Here are critical questions related to our national health care system under the Affordable Care Act. Why didn’t any of my 11 medical doctors tell me my problems were the result of stress to begin with? Why did it take six months of doctor appointments, dozens of lab tests, hundreds of dollars of worthless prescriptions, thousands of dollars of out-of-pocket expenses, tens of thousands of dollars in insurance-paid expenses, not to mention all the hours spent wading through phone trees and waiting in doctors’ offices?
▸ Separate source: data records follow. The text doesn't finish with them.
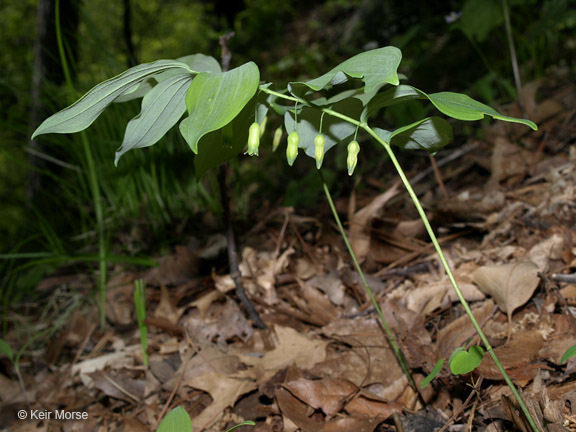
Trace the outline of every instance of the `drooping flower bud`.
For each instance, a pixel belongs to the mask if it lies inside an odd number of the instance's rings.
[[[282,126],[278,126],[278,129],[274,131],[274,139],[272,140],[272,151],[276,151],[280,145],[280,140],[282,139]]]
[[[258,147],[260,146],[260,125],[254,122],[248,129],[248,154],[258,156]]]
[[[348,175],[352,175],[356,164],[358,163],[358,153],[360,152],[360,144],[358,141],[354,140],[348,144],[348,158],[346,159],[346,165],[348,166]]]
[[[286,147],[286,159],[288,159],[288,165],[292,166],[296,157],[298,156],[298,144],[300,143],[300,136],[298,132],[292,131],[288,135],[288,146]]]
[[[314,138],[314,158],[316,159],[316,168],[320,169],[322,161],[324,160],[324,146],[326,145],[326,138],[319,133]]]

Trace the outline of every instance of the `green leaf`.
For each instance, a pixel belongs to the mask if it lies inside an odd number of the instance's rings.
[[[212,56],[205,54],[191,54],[176,59],[179,62],[186,63],[190,69],[195,72],[212,72],[220,73],[222,68],[220,63]]]
[[[142,100],[142,111],[126,126],[122,146],[116,151],[114,164],[134,148],[156,144],[186,112],[186,92],[192,76],[178,74],[159,83]]]
[[[0,339],[0,353],[5,354],[11,362],[14,362],[14,351],[10,344],[4,339]]]
[[[169,69],[192,73],[186,64],[175,60],[158,60],[135,66],[98,84],[68,108],[48,117],[34,131],[32,139],[41,134],[74,133],[86,129],[118,96],[134,89],[146,78]]]
[[[248,130],[256,121],[262,125],[267,109],[262,103],[267,95],[260,92],[246,104],[234,120],[223,128],[204,135],[198,142],[198,154],[194,158],[196,180],[200,180],[206,172],[242,153],[248,142]],[[255,106],[257,104],[257,107]],[[267,105],[266,105],[267,108]]]
[[[209,132],[230,123],[252,99],[260,80],[255,63],[218,74],[200,73],[186,94],[188,117],[180,122],[180,133],[194,153],[198,141]]]
[[[332,109],[348,117],[358,118],[362,111],[362,103],[356,98],[350,98],[334,104]],[[306,154],[313,159],[315,159],[314,138],[320,133],[321,116],[322,112],[314,107],[303,107],[302,111],[298,114],[298,125],[296,125],[296,130],[300,135],[300,144],[298,147],[303,148]],[[284,114],[284,126],[288,132],[294,130],[294,113],[287,112]],[[322,134],[326,139],[324,152],[327,152],[336,144],[350,138],[355,130],[356,126],[347,121],[328,114],[324,115],[322,122]]]
[[[405,102],[411,99],[421,99],[418,93],[412,86],[401,84],[392,87],[383,93],[376,95],[368,102],[366,109],[362,112],[361,121],[366,121],[374,112],[380,108],[394,105],[400,102]]]
[[[418,120],[393,132],[379,128],[374,128],[374,132],[389,144],[432,154],[452,141],[452,126],[441,117]]]
[[[166,414],[156,432],[192,432],[192,421],[186,410],[179,406]]]
[[[564,363],[566,360],[576,356],[576,345],[572,345],[570,348],[566,350],[562,358],[560,359],[560,363]]]
[[[420,388],[426,388],[426,386],[428,384],[430,384],[430,382],[432,382],[432,380],[434,378],[436,378],[438,376],[438,374],[440,373],[440,371],[442,370],[442,367],[444,366],[444,359],[440,359],[438,360],[438,362],[434,365],[434,368],[432,369],[432,372],[430,372],[426,378],[424,378],[422,380],[422,382],[420,383]]]
[[[536,126],[534,122],[502,115],[494,108],[484,105],[468,95],[453,92],[427,94],[409,85],[400,85],[375,96],[368,103],[365,112],[362,113],[362,121],[365,121],[380,108],[411,99],[428,99],[440,112],[457,120],[481,120],[484,116],[488,115],[496,120],[520,123],[533,130],[538,130],[538,126]]]
[[[484,105],[465,94],[441,92],[425,96],[430,99],[439,111],[458,120],[480,120],[484,118],[484,115],[488,115],[496,120],[520,123],[532,128],[533,130],[538,130],[538,126],[530,120],[502,115],[494,108]]]
[[[198,72],[222,72],[220,68],[220,63],[211,56],[204,54],[192,54],[185,57],[177,58],[176,61],[182,62],[190,69],[194,74]],[[151,78],[146,79],[138,85],[135,85],[132,89],[124,92],[122,96],[119,96],[114,102],[126,102],[129,100],[137,99],[146,96],[146,94],[154,88],[157,83],[167,80],[174,75],[182,73],[181,71],[170,69],[165,72],[154,75]]]
[[[480,346],[471,346],[468,351],[456,348],[450,356],[450,370],[454,375],[467,374],[480,366],[483,357],[484,350]]]
[[[329,85],[342,84],[351,78],[364,81],[364,91],[369,93],[383,84],[398,85],[398,65],[402,52],[392,46],[378,48],[355,55],[340,63],[330,72],[306,82],[292,82],[288,85],[295,96],[303,96],[308,89],[319,91]]]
My own medical misadventures under the regime imposed by Obamacare show the need for a complete overhaul of the health-care system. Doctors, struggling to comply with its mandates, must expend precious time and scarce resources to meet its burdensome regulations, often resulting in a reduction of practice revenues. To make up for this lost time and income, many must overly rely upon less competent physicians’ assistants (PAs) to treat patients and see more patients than is ethically manageable. Since many doctors also cut part-time clerical staff hours to avoid Obamacare mandates to provide health insurance for employees working over 30 hours per week, medical practices have become increasingly reliant on automated systems, through which more patients fall through the cracks.
In sum, Obamacare is bad for medical business and bad for the health and well-being of people needing medical care nationwide. Reform is needed to restore balance to the system, freeing doctors and patients alike from the restraints it places them as providers and consumers in the medical marketplace.